Windows ACL hardening on .claude.json (#643, #795) — a restrictive DACL is applied to the written config.
.claude.json backed up before overwrite (#644, #796) — backups written under ${appDataDir}/.backups/ with mode 0o600 (POSIX) / restrictive DACL (Windows), capped at MAX_BACKUPS=3. Token rotation triggers a backup, so up to 3 superseded bearer tokens may persist on disk per integration; clear the backup folder manually for tighter retention.
Malformed-input matrix + shape gates + BOM strip on integration-config reads (#645, #797) — broken-JSON backups on Windows also receive a restrictive ACL, with the read-modify-write TOCTOU window closed.
CI guard: harness components must not leak into production client bundle (Wave 2 PR 7) — new scripts/ci/verify-harness-stripped.mjs runs after npm run build and greps dist/client/ for known harness symbols (UpdateAvailableHarness, harness-acknowledge, etc.). Defends against a future commit accidentally importing a harness component from a production-shipping module, which would expose internal state (e.g. acknowledge buttons, version accessors) to end users. Pairs with the #660 audit confirming every settings-open path routes through the ack-clearing wrapper.
Internal
Annotation-lifecycle architecture pass (ADRs 031–037, #695–#714) — origin-tagged transaction wrappers (ADR-031), a RefreshResult tagged variant (ADR-032), DocumentRegistry extracted from document-service (ADR-033), named file-open entry points (ADR-034), a per-key change-observer factory + AnnotationLifecycle module (ADR-035), the FormatAdapter capability set + LoadResult (ADR-036), and the LayoutModel rune store (ADR-037). Includes observer-driven tombstoning that records on every delete.

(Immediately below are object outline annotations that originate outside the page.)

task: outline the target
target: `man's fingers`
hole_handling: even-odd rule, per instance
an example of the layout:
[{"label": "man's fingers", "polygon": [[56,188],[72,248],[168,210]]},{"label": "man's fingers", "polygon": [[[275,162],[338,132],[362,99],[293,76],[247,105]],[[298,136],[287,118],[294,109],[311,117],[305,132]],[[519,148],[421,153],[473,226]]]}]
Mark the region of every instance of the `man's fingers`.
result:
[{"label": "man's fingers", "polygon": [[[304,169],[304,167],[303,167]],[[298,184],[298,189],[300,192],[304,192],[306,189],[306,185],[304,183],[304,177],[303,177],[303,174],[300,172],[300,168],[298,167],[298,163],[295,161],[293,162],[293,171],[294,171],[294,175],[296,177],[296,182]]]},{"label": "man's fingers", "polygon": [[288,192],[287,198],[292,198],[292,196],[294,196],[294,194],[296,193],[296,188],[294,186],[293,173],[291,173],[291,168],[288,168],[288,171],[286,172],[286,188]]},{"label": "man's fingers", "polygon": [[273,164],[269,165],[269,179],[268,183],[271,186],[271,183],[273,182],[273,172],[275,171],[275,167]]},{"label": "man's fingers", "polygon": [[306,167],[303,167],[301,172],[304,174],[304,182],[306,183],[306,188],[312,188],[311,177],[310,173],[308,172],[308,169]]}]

#477 Phase 0 spikes (#712, #726, #750) — session-resume Spike A (GO), plugin-monitor Spike B (NO-GO), marketplace-install spike re-validated NO-GO.
Sidecar-launcher validation spike (#642, #794) — canonicalize-before-allowlist, Windows reparse-point walk, POSIX hardlink + world-writable-parent rejection, prototyped and tested under #[cfg(test)] in integrations_probe.rs. Not yet wired into the shipped spawn path.
Refactors — matchShortcut helper extraction + dead useSettingsShortcut removal (#820), shared SSE event-consumer extraction (#822), THEME_OPTIONS extracted from TitleBar (#790), typed RejectionReason from extract_file_arg (#819), dead Solo/Tandem mode plumbing removed.
Tooling / CI — check:tokens extended with a bundle-color blocklist (#826), claude-review workflow hardened + auto /code-review on new PRs (#830), block-e2e-port-kill PreToolUse hook removed (#787).
Dependencies — ws 8.19.0 → 8.20.1 (#772) and qs bumped (npm_and_yarn group); no CVE cited.
Docs — RelativeRange invariants documented (#793), roadmap and CLAUDE.md file-map refreshes (#744, #749, #751), design-notes + redesign-review archival (#774, #775), reference-doc consolidation (#852, #854, #856), and AGENTS.md tracked as the cross-agent contributor guide (#858).